Le premier temps de l’approche consiste à réaliser un diagnostic éclairé. On l’a dit plus tôt, l’index égalité professionnelle est un outil imparfait, mais un premier outil qui a le mérite de mettre en lumière un premier niveau d’écart sur les rémunérations des hommes et des femmes de l’entreprise sur certaines classes d’âge, certaines catégories de salariés…

Approfondir l’analyse en faisant le zoom sur ces « poches » d’inégalités, permet d’identifier de façon plus précise les foyers d’inégalité entre les hommes et les femmes. Une analyse selon plusieurs angles mérite d’être envisagée : écarts par famille de métier, par niveau de responsabilité, par site géographique… Il s’agira ensuite de chercher des explications aux origines des écarts de rémunération et d’élargir à l’ensemble des processus RH : manque de diversité des métiers, plafond de verre, accès à la formation…
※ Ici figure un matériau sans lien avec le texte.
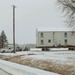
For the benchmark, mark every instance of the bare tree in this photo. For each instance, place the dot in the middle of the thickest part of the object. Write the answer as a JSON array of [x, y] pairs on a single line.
[[68, 6]]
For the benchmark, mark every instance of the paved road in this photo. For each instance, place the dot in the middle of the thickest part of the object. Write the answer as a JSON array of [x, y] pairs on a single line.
[[2, 72], [9, 68]]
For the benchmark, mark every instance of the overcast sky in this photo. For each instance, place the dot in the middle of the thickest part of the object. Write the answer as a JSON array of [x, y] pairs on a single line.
[[30, 14]]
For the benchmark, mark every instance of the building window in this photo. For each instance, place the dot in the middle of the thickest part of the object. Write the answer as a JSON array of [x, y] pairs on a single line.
[[49, 41], [42, 42], [65, 41], [41, 34], [65, 34]]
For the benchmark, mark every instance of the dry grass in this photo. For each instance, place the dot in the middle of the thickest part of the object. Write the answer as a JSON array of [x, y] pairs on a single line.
[[45, 65]]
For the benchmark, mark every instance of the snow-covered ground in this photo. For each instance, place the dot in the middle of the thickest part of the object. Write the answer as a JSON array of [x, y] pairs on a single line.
[[17, 69], [61, 58]]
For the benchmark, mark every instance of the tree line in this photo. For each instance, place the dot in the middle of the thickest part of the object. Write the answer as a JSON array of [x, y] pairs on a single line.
[[3, 40]]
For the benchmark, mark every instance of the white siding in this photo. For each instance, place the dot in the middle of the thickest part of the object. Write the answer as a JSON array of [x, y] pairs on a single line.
[[56, 38]]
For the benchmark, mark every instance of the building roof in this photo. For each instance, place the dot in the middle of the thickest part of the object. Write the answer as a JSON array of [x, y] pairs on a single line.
[[53, 29]]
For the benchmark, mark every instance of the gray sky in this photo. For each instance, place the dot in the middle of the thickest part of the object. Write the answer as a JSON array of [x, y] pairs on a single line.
[[30, 14]]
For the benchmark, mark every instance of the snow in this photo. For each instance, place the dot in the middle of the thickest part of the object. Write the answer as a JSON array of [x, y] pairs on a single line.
[[58, 56], [17, 69], [54, 29]]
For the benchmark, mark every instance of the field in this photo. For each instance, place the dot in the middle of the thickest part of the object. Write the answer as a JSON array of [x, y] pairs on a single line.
[[61, 62]]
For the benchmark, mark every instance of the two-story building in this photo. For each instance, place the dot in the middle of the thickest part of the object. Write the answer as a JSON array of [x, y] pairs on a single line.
[[55, 37]]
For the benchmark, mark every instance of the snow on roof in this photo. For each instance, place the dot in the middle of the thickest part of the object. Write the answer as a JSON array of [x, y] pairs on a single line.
[[54, 29]]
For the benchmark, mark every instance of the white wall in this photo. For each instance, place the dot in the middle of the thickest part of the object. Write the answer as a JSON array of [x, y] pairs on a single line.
[[59, 38]]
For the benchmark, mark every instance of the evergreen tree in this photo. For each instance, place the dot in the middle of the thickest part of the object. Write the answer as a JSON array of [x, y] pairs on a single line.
[[3, 40], [68, 6]]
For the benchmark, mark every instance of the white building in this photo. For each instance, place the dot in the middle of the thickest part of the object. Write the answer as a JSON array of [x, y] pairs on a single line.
[[55, 37]]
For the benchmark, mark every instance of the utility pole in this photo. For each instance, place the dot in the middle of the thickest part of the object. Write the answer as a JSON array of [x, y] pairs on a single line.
[[14, 28]]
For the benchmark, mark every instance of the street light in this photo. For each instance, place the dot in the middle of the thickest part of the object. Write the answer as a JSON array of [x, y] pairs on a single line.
[[14, 28]]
Il ressort fréquemment également que les catégories utilisées pour calculer les écarts de rémunération manquent de finesse. Le calcul de l’index peut donc mettre en avant l’opportunité de mettre en place une démarche de classification des emplois propre à l’organisation. On parle ici d’égalité professionnelle, mais il est important de rappeler le rôle clé de la classification des emplois en tant que pilier de l’équité interne des rémunérations.

Pour les entreprises déjà dotées d’une méthodologie de classification, le travail sur l’index égapro peut servir à mettre en lumière les dérives d’un système de classification des emplois qui n’aurait pas été mis à jour ou qui aurait pris une tendance inflationniste forte. Un travail sur l’égalité professionnelle pourra être l’occasion d’enclencher une réflexion plus globale sur le processus d’évaluation des emplois.
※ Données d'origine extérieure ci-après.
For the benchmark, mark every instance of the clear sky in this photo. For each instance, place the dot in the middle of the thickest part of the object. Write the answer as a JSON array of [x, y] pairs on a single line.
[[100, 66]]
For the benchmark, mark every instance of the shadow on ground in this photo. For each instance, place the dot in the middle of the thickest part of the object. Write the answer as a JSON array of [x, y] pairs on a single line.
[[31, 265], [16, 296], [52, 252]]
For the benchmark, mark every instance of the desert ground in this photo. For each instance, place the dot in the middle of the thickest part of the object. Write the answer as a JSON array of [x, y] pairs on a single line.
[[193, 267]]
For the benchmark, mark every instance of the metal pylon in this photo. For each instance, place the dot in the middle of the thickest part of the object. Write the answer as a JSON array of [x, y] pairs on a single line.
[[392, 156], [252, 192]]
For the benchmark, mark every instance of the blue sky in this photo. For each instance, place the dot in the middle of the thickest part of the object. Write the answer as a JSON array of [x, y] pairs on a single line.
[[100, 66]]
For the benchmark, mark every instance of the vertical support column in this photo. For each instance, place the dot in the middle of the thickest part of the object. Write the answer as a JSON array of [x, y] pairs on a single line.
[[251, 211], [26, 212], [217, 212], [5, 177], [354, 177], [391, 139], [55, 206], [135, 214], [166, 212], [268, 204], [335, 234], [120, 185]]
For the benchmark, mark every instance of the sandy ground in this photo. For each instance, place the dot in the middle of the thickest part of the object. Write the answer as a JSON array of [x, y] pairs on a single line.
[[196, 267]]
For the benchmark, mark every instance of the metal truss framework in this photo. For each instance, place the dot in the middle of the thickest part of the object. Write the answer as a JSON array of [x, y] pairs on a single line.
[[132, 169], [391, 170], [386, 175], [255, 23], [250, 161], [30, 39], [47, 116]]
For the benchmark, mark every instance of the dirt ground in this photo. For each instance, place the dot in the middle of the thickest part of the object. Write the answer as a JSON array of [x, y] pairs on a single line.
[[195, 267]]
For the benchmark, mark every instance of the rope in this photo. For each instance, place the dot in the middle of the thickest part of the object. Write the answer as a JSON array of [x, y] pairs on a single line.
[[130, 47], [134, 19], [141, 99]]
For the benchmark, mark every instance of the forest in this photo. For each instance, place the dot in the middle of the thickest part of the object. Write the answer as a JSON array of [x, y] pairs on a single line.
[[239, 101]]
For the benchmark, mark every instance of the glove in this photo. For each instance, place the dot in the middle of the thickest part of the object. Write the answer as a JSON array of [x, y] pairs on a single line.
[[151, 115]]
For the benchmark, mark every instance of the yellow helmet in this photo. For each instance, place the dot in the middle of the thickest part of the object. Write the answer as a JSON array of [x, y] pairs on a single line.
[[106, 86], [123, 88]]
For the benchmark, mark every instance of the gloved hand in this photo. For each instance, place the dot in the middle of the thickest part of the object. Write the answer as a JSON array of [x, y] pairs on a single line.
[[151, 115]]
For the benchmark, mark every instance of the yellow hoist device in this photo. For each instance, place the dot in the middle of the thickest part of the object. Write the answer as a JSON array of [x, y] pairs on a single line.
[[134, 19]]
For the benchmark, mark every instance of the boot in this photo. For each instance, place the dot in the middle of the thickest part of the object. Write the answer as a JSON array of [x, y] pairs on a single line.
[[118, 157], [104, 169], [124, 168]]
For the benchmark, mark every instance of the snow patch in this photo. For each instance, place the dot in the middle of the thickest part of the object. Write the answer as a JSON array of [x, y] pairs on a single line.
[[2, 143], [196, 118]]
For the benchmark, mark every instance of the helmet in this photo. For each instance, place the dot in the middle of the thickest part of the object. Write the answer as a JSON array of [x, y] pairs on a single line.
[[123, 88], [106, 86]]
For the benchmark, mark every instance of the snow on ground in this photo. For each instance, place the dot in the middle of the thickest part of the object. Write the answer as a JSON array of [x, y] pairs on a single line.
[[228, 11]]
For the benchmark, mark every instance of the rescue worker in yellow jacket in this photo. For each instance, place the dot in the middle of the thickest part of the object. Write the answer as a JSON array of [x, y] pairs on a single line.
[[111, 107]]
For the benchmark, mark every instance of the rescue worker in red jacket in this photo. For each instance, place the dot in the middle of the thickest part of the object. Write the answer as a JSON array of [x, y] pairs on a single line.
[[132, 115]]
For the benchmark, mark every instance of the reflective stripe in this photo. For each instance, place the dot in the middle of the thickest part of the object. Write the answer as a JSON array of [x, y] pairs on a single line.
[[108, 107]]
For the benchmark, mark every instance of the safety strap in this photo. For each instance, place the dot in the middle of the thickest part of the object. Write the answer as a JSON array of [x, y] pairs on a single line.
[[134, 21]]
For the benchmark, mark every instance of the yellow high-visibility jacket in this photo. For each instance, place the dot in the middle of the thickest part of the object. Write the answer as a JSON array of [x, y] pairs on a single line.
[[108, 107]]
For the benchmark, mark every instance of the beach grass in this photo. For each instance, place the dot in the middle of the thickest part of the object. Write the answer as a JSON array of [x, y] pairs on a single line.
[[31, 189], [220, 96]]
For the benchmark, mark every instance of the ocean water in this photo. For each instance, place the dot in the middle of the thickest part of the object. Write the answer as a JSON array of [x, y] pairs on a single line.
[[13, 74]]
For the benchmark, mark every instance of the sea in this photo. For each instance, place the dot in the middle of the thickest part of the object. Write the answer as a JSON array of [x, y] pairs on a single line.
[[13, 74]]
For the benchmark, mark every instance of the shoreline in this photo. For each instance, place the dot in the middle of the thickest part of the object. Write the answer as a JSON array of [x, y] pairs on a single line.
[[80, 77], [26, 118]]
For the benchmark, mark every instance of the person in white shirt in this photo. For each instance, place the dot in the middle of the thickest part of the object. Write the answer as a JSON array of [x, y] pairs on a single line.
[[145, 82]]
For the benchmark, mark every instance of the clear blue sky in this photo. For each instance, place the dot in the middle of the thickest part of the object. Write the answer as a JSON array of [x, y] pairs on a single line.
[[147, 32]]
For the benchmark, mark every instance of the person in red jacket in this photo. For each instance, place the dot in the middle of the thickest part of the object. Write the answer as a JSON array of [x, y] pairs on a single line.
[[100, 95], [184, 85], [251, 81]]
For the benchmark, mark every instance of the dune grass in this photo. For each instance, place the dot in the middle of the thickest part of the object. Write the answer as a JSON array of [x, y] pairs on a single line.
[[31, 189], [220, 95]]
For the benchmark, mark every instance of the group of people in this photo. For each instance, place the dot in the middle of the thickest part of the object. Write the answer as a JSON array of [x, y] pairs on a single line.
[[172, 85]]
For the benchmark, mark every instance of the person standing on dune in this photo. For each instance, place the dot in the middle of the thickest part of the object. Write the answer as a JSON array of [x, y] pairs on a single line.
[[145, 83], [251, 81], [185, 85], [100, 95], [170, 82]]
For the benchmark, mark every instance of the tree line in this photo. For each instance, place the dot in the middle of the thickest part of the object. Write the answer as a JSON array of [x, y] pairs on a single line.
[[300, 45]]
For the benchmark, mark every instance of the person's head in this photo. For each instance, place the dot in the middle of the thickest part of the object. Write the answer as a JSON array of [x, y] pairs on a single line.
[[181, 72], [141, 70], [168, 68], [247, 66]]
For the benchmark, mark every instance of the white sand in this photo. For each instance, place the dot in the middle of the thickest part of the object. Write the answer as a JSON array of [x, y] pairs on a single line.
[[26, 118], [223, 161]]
Co-construire un plan d’action multicanal

Comme indiqué plus haut, l’origine des écarts de rémunération trouve bien souvent plusieurs explications : féminisation des emplois, accès à la formation ou à la promotion, etc. Les entreprises seront donc encouragées à investir différents champs de la sphère RH pour faire évoluer les pratiques vers plus d’égalité entre les hommes et les femmes.

A ce titre, l’adoption de la loi Rixain en 2021 incite désormais les entreprises à s’intéresser au sujet des rémunérations mais aussi à la présence des femmes dans les instances de direction.

Afin d’assurer le succès des mesures engagées par les entreprises, on encouragera le recours à la méthodologie suivante :

  • Co-construire le plan d’actions avec les salariés : pour que les collaborateurs s’emparent du sujet et investissent les actions qui sont proposées, il nous semble indispensable d’asseoir leur légitimité et leur pertinence. Pour cela, rien de mieux que d’identifier avec les salariés eux-mêmes, les actions à mettre en œuvre en fonction des priorités et besoins de l’entreprise, de son secteur, de son niveau de maturité sur les sujets d’égalité professionnelle… Pour éviter de se disperser dans des actions multiples, ce travail pourra également s’appuyer sur le diagnostic engagé dans la lignée de la publication de l’index egapro.
  • Définir des actions « non genrées » : la tentation peut être de déployer des mesures réservées aux femmes telles que « réseaux de femmes », formation sur « le leadership au féminin »… Le risque d’une telle approche est de considérer des situations comme étant spécifiquement féminines alors qu’elles peuvent aussi concerner les hommes dans l’entreprise. Restreindre ces enjeux à la seule population féminine peut également conduire à en faire une préoccupation non partagée par l’ensemble des salariés de l’entreprise. Si on reprend les exemples pré-cités, on préfèrera alors des réseaux ouverts aux deux sexes dans l’entreprise, des formations au leadership pour tous ceux qui se sentent en difficulté d’assumer une telle posture, etc.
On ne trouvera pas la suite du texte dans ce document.